In [1]:
import time
import gymnasium
import numpy as np
import optuna
import torch
from torch import nn
from torch.optim import Adam
from torch.utils.tensorboard import SummaryWriter
from tqdm import tqdm

from assignment3.Section1.CartPole_AcroBot.action_selector import ActionSelector
from assignment3.Section1.CartPole_AcroBot.device import get_device
from assignment3.Section1.CartPole_AcroBot.models import PolicyNetwork, ValueNetwork
from assignment3.Section1.CartPole_AcroBot.dim_alignment import max_input_dim, max_output_dim
from assignment3.Section1.MountainCarContinuous.models import UnifiedPolicyNetwork

device = get_device()


  from .autonotebook import tqdm as notebook_tqdm


In [2]:
def load_source_networks(device, max_input_dim, max_output_dim):
    """
    Loads pre-trained Acrobot and MountainCarContinuous networks
    and freezes them (requires_grad=False).
    """
    # ---- Source 1: Acrobot Policy (discrete) ----
    acrobot_policy = PolicyNetwork(
        input_dim=max_input_dim,
        hidden_sizes=[32, 64, 32],
        output_dim=max_output_dim
    ).to(device)
    acrobot_policy.load_state_dict(torch.load(
        '../Section1/CartPole_AcroBot/models/Acrobot-v1/best/policy.pth',
        map_location=device,
        weights_only=True  # Add this parameter
    ))
    acrobot_policy.eval()
    for param in acrobot_policy.parameters():
        param.requires_grad = False

    # ---- Source 2: MountainCarContinuous Policy (continuous) ----
    mountaincar_policy = UnifiedPolicyNetwork(
        input_dim=max_input_dim,
        hidden_sizes=[256],
        output_dim=max_output_dim
    ).to(device)
    mountaincar_policy.load_state_dict(torch.load(
        '../Section1/MountainCarContinuous/models/BestModel/policy.pth',
        map_location=device,
        weights_only=True  # Add this parameter
    ))
    mountaincar_policy.eval()
    for param in mountaincar_policy.parameters():
        param.requires_grad = False

    return acrobot_policy, mountaincar_policy

In [3]:
class ProgressiveCartPoleNetwork(nn.Module):
    def __init__(
            self,
            source_acrobot,  # has hidden [32, 64, 32]
            source_mountaincar,  # has hidden [256]
            target_hidden_sizes=[32, 64, 32],  # CartPole
            input_dim=6,
            output_dim=2
    ):
        super().__init__()

        # Freeze source networks & store them.
        self.source_acrobot = source_acrobot.eval()
        self.source_mountaincar = source_mountaincar.eval()
        for p in self.source_acrobot.parameters():
            p.requires_grad = False
        for p in self.source_mountaincar.parameters():
            p.requires_grad = False

        # Extract the layers from each source so we can get hidden activations
        self.acrobot_layers = nn.Sequential(*self.source_acrobot.model)
        self.mountaincar_layers = nn.Sequential(*self.source_mountaincar.model)
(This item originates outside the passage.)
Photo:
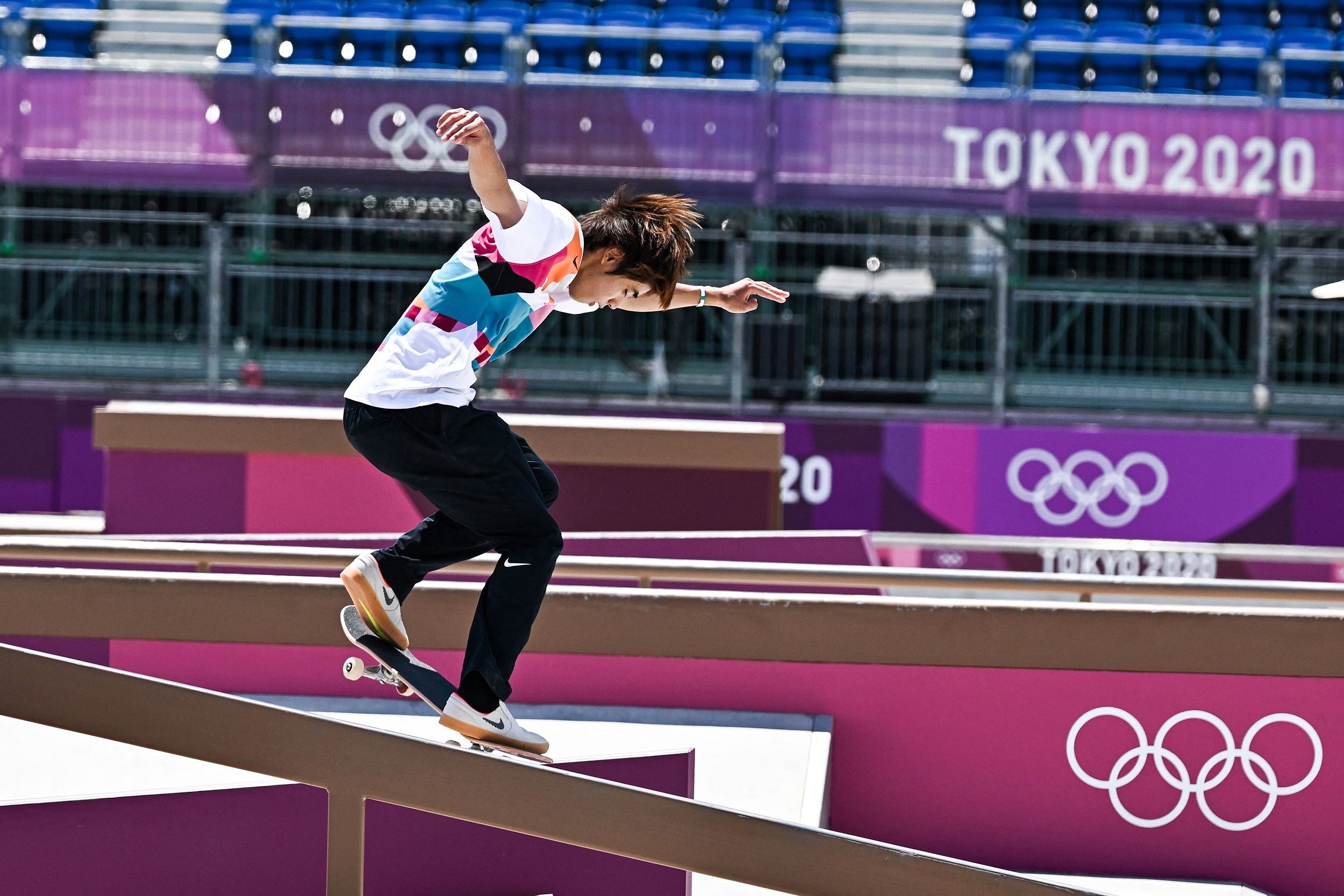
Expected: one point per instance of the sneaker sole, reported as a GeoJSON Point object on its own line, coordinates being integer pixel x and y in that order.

        # Build the target's hidden layers
        self.target_hidden_layers = nn.ModuleList()
        prev_size = input_dim
        for hs in target_hidden_sizes:  # e.g. [32, 64, 32]
            self.target_hidden_layers.append(nn.Linear(prev_size, hs))
            prev_size = hs

        # Final output layer
        self.final_layer = nn.Linear(prev_size, output_dim)

        # ADAPTERS:
        # Define an adapter for each "top" connection that has dimension mismatch
        # Acrobot top layer is 32 => CartPole top is 32 (same) => identity is fine
        # MountainCar top layer is 256 => CartPole top is 32 => need linear
        self.adapter_acrobot_3 = nn.Identity()
        self.adapter_mountaincar_1 = nn.Linear(256, 32, bias=False)

        self.adapter_acrobot_2 = nn.Identity()
        self.adapter_acrobot_1 = nn.Identity()
        # (MountainCar has no 2nd or 1st layer to connect, so skip.)

    def forward_source_acrobot(self, x):
        """
        Forward x through the Acrobot net, capturing hidden activations after each layer+ReLU.
        We'll store them in a list [act1, act2, act3].
        """
        activations = []
        current = x
        relu_count = 0

        for layer in self.acrobot_layers:
            current = layer(current)
            if isinstance(layer, nn.ReLU):
                activations.append(current.clone())
                relu_count += 1
                if relu_count == 3:
                    break
        return activations  

    def forward_source_mountaincar(self, x):
        """
        MountainCar net has 1 hidden layer of size 256 (plus final mean/std layers).
        We'll capture the output after that 256 -> ReLU, ignoring the final mean/std.
        """
        activations = []
        current = x
        for layer in self.mountaincar_layers:
            current = layer(current)
            if isinstance(layer, nn.ReLU):
                # This is the single hidden layer output (256)
                activations.append(current.clone())
                break
        return activations

    def forward(self, x):
        # get hidden states from each source
        acrobot_hiddens = self.forward_source_acrobot(x) 
        mountaincar_hiddens = self.forward_source_mountaincar(x) 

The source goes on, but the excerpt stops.